When he swung toward her, she realized why he had avoided looking at her until now. His eyes were lit with fiery sparks. His pupils had thinned to the narrowest vertical slits in the middle of all that amber fire.

“Your husband.” The growled words might have been a question, but the sharpness in his expression made it seem almost an accusation. “What about fate and destiny?”

She shook her head. “Niccolo was mortal. We met after I left the colony to live in Rome. My husband was a kind, good man. Only a few years after we fell in love, I learned he was killed in the street after he tried to stop another man from beating his wife. If I had been with Niccolo—if I had been able to use my hands to stop his killing . . .” She looked down at her palms, at the faint glow that rose in them when she thought about Niccolo’s murder. “But I wasn’t there. After I lost him, I felt so powerless. I felt so terribly alone. Eventually, I realized I could do something after all. There were ways I could help other people, like the women and children who have nowhere else to go. I could do something to save them.”

Micah remained silent, his unblinking gaze searing. Then he smiled, baring those deadly fangs as if to remind her of the predator that lived inside him. “Is that what this is about? Is that why you came down here to find me? You think you can rescue me, Phaedra?”

She flinched at his cutting tone. The words stung, but so did the way he seemed so intent on pushing her away. He moved from where he stood near the table, his big body vibrating with dark challenge.

Prowling closer, he curled his lips back from his fangs on a dangerous smile. “You think I need saving?”

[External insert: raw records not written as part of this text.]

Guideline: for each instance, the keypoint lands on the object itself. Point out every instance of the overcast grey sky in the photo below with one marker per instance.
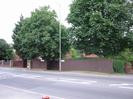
(10, 11)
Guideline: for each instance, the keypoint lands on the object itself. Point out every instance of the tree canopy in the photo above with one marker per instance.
(38, 36)
(6, 51)
(102, 26)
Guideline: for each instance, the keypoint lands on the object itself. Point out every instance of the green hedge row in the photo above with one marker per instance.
(118, 66)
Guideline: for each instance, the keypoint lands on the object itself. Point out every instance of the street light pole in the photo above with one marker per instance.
(59, 38)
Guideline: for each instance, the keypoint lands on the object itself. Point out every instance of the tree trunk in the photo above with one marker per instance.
(25, 63)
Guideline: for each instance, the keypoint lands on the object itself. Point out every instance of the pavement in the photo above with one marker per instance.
(16, 83)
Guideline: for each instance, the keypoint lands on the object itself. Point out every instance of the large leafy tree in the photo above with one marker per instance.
(101, 26)
(6, 51)
(38, 36)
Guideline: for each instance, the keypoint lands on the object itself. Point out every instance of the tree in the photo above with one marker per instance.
(6, 51)
(38, 36)
(101, 26)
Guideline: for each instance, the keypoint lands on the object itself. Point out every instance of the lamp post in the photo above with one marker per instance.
(59, 38)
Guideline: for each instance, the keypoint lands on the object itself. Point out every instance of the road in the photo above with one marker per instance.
(27, 84)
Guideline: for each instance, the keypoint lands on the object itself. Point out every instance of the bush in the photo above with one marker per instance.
(75, 53)
(118, 66)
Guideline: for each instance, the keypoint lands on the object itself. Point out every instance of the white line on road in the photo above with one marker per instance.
(122, 85)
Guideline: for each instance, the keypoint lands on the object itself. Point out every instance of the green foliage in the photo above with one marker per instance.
(118, 66)
(6, 51)
(102, 26)
(75, 53)
(38, 36)
(127, 55)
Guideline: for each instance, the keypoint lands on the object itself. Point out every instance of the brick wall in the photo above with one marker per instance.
(98, 65)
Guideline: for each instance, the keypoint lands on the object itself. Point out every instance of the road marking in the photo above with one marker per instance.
(32, 92)
(122, 85)
(75, 81)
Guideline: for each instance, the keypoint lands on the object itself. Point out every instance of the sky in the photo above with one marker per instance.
(11, 10)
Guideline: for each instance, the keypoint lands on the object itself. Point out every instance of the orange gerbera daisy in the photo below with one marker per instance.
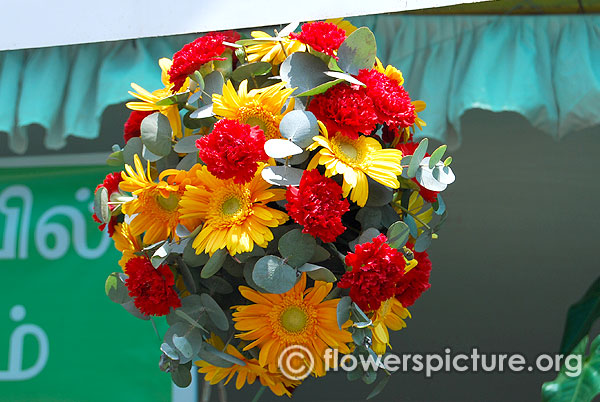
(391, 314)
(298, 317)
(126, 242)
(156, 206)
(235, 216)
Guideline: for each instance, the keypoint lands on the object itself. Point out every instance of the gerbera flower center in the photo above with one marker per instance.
(231, 206)
(293, 319)
(170, 203)
(257, 116)
(348, 150)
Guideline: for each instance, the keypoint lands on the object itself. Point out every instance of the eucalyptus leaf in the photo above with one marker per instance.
(437, 155)
(297, 247)
(343, 310)
(187, 144)
(214, 263)
(417, 157)
(303, 71)
(246, 71)
(412, 225)
(365, 237)
(115, 289)
(203, 112)
(345, 77)
(133, 147)
(156, 134)
(320, 255)
(358, 51)
(188, 161)
(191, 258)
(439, 206)
(568, 387)
(282, 175)
(299, 127)
(215, 312)
(398, 235)
(218, 358)
(182, 375)
(322, 88)
(274, 275)
(281, 148)
(318, 273)
(160, 255)
(581, 317)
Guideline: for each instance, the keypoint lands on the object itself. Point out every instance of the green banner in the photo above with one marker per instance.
(61, 338)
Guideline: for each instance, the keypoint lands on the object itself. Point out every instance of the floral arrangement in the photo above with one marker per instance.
(272, 196)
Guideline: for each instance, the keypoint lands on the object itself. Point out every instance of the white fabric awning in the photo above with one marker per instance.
(33, 23)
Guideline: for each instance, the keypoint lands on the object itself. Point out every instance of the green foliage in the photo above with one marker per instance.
(569, 387)
(214, 264)
(358, 51)
(303, 71)
(580, 317)
(215, 312)
(115, 288)
(156, 134)
(343, 310)
(417, 157)
(187, 144)
(299, 127)
(318, 273)
(273, 275)
(437, 155)
(248, 71)
(398, 234)
(297, 247)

She knew he did. Deep down in the most tender corner of her soul, she knew she might be all that stood between Micah and the only thing powerful enough to destroy him.

Himself.

She just wasn’t sure her heart was strong enough to try.

“I don’t know why I told you any of this. It doesn’t matter, not to you, anyway. No one matters to you, not even yourself. You’d rather wallow in your grief and anger alone.” She shook her head, sad for him and furious at herself for being foolish enough to care when he didn’t. “You’re right, Micah. I shouldn’t be in here with you.”

When she turned to leave, his hand clamped around her wrist. Her breath halted at the contact. Her heart started to gallop, pounding so hard it was practically all she could hear. Micah’s strong fingers were like warm bands of iron that she wouldn’t have been able to break out of if she tried.

But she didn’t try.

No matter how furious the urge was to save herself—and her heart—from breaking with this dangerous male, she didn’t put up any fight when he turned her around to face him.

In his eyes, an inferno raged.

His fangs were enormous, the razor tips gleaming bright white as he pulled in a rasping breath, then hissed it out on a curse.

“Is this your fate, Phaedra? Is this what your precious destiny wants for you?”

Looking at him like this, with burning fury in his eyes and dark, lethal power in both his grip on her and in the dominating heat of his immense body, she couldn’t think of any cosmic reason for the two of them to have been thrust together.

And yet, he was the only man who had ever stirred such a wild longing in her. The only man she had felt was somehow a part of her from the moment their eyes clashed for the first time in the Dreamscape.

Fear and confusion made her palms warm with the rising of her power. Not the shielding light she had cast over the alley tonight, but the pulsing glow that she and every other Atlantean could wield as a weapon.

Micah must have felt the vibration through his hold on her. He knew what she could do. He’d watched Jordana throw her punishing light at the snipers who’d been firing on them outside Slake.

But Micah showed no fear with Phaedra. No, he seemed to welcome her ire.